When the businessman finally rose at eight o’clock, he ordered breakfast from room service then discussed business matters on the phone for the better part of an hour. His tone was mercilessly superior as he reminded his staff how upset he was to be holed up in the hotel all of the time, with too many enemies to be a public figure any longer. He sounded intermittently paranoid and psychotic. Brennan wondered how Bustamante had managed to hold an organization together for so long without some sort of mutiny.
He went back to his room and switched back to the laptop, checking out the rest of Bustamante’s file for the third and fourth time while he waited for something to happen.
There. The businessman was talking to someone about the Abbott shooting, the first actual mention he’d made of the sniper case. “What about his woman?” he told the lackey on the other end of the line.
“His wife?”
“Not his wife,” Bustamante said, sounding slightly disgusted. “His mistress. The French woman.”
“She has already spoken with the authorities.”
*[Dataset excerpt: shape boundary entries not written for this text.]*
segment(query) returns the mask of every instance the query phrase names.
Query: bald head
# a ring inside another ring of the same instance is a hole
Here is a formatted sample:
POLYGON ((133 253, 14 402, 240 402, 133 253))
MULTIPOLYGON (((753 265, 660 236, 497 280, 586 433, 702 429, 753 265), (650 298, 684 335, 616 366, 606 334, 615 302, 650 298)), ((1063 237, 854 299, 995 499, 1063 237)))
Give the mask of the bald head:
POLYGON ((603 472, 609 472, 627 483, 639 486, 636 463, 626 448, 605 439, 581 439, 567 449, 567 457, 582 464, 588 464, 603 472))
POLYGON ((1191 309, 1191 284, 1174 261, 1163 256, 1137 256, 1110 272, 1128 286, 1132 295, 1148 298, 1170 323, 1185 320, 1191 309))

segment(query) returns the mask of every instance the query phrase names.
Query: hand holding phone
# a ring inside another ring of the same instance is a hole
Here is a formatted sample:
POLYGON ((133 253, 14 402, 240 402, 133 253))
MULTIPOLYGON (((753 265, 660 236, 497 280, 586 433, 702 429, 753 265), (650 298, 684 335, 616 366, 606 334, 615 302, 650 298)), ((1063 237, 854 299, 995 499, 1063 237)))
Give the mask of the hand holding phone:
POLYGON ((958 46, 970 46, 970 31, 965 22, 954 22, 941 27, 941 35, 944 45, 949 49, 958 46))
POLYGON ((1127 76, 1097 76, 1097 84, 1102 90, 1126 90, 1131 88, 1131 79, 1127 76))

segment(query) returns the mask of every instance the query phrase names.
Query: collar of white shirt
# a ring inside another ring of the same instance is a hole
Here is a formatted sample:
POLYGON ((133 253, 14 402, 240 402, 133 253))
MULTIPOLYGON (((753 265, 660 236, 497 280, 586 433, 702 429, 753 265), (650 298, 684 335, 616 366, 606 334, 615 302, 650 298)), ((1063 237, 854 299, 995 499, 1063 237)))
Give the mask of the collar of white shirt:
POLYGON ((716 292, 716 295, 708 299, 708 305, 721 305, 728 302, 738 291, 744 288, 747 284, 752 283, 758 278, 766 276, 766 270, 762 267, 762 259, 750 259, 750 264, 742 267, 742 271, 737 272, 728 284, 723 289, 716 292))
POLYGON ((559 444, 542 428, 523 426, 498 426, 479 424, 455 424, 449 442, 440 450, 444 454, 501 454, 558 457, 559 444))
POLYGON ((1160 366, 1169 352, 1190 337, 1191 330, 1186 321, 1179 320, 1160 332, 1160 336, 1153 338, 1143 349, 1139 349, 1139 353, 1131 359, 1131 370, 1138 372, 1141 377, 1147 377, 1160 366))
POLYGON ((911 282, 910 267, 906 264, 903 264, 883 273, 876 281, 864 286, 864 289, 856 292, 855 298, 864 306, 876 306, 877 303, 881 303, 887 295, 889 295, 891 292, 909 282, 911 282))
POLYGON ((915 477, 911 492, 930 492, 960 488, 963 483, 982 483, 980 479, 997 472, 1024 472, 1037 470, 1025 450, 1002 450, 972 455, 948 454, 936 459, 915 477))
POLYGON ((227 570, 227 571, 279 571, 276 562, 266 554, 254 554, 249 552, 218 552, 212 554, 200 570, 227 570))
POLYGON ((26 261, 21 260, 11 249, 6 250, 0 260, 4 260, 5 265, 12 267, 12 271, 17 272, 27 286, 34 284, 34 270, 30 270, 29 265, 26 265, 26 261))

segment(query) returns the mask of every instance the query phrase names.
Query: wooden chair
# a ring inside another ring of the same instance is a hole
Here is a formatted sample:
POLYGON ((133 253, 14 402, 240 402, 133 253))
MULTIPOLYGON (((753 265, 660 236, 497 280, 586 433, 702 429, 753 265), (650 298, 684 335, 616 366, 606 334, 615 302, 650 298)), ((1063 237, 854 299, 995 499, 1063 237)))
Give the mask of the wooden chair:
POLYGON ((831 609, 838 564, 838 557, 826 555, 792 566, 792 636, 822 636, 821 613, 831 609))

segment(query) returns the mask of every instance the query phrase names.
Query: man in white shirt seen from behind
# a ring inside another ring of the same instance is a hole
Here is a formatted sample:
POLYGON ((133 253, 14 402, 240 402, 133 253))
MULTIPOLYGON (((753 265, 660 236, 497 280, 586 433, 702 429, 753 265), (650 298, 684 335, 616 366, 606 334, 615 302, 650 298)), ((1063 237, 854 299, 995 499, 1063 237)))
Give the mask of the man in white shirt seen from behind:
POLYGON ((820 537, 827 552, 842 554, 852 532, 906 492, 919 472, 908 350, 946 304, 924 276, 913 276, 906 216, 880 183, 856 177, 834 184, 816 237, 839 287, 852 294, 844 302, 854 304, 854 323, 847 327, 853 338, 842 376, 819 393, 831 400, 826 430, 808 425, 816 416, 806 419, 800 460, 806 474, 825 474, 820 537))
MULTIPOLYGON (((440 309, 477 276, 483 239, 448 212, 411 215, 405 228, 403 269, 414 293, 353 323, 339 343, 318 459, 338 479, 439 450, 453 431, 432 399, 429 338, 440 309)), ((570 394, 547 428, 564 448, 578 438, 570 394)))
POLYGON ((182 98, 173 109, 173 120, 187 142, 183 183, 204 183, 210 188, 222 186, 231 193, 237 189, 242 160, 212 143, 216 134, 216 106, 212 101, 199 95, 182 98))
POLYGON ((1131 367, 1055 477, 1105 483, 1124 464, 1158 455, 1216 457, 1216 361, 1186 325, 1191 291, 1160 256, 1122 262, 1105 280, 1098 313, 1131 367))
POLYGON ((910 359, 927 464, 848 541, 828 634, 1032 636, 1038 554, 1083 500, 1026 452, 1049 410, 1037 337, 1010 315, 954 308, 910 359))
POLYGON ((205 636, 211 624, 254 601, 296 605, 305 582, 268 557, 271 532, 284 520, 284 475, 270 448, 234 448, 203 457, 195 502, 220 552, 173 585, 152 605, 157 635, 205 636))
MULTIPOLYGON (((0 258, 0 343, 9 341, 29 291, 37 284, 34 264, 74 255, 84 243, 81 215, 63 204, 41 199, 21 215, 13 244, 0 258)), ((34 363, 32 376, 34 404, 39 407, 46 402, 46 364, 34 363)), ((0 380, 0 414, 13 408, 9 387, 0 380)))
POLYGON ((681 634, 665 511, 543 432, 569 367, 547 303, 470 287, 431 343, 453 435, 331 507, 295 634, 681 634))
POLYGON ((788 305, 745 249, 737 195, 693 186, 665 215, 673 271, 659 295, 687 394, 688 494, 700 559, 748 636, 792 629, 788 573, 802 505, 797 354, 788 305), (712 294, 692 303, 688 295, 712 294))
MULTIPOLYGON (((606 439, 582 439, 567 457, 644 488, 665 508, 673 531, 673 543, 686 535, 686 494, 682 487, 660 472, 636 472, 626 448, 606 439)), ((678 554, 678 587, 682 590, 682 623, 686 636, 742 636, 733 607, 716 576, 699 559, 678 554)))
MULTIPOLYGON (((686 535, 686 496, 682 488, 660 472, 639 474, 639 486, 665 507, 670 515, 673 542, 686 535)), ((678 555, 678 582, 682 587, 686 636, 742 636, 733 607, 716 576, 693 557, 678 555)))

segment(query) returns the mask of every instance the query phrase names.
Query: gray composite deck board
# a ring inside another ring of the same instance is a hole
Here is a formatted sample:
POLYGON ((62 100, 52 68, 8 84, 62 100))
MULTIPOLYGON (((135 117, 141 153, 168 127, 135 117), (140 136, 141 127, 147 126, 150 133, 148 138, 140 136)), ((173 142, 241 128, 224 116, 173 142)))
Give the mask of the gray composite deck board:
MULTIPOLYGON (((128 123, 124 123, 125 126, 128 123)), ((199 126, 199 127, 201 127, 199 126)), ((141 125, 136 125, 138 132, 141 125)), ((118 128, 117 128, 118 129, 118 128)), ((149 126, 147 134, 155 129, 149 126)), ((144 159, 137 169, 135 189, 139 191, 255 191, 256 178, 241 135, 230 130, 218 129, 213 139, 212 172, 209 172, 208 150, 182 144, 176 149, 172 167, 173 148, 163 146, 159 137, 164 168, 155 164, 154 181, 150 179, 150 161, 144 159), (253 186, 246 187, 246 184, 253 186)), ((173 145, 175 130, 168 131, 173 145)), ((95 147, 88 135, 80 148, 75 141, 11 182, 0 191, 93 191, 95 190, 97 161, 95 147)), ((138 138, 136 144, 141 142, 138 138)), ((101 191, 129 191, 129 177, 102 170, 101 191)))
“So? That does not mean she told them everything. If, as we suspected, he was working at cross purposes with the chairman, he might have passed something to her, something useful. Something that could incriminate the lot of them.”
“Should we talk to her?”
“Do you think so?” Bustamante said sarcastically. “Get going! Get hold of our friend in Paris, get him to pick her up and have a chat.”
The other man agreed and hung up.
It was early afternoon by the time the stakeout bore fruit again. Bustamante was talking to an assistant about checking something out, something about a shipment.
“What’s the time of arrival by that route?” Bustamante asked.
“Several weeks. That is the reality no matter who they use,” the assistant said.
“Mother of God!” Bustamante sounded annoyed. “We’re not talking about Christmas presents. He has doubtless gone to ground once again in the meantime. The question is whether he has kept the fissionable material.”
“And if so?”
“Then he will sell it, not use it. If terrorism were the point of this, he would done so years ago. No, he wants money, and lots of it. And it is worth a lot to the right people,” Bustamante said. “If not… well, then perhaps it is too late already. Either way, it is lost to us, and the prospective negotiating power that comes with it.”
“Where did he get it from in the first place? The Russians?” the assistant asked.
“You don’t worry about that stuff, okay? You just keep me updated on where things are at.” There was silent for a moment before he elaborated. “It went missing twenty years ago in South Africa, after the end of Apartheid; I’m not even sure which stories about it are true.”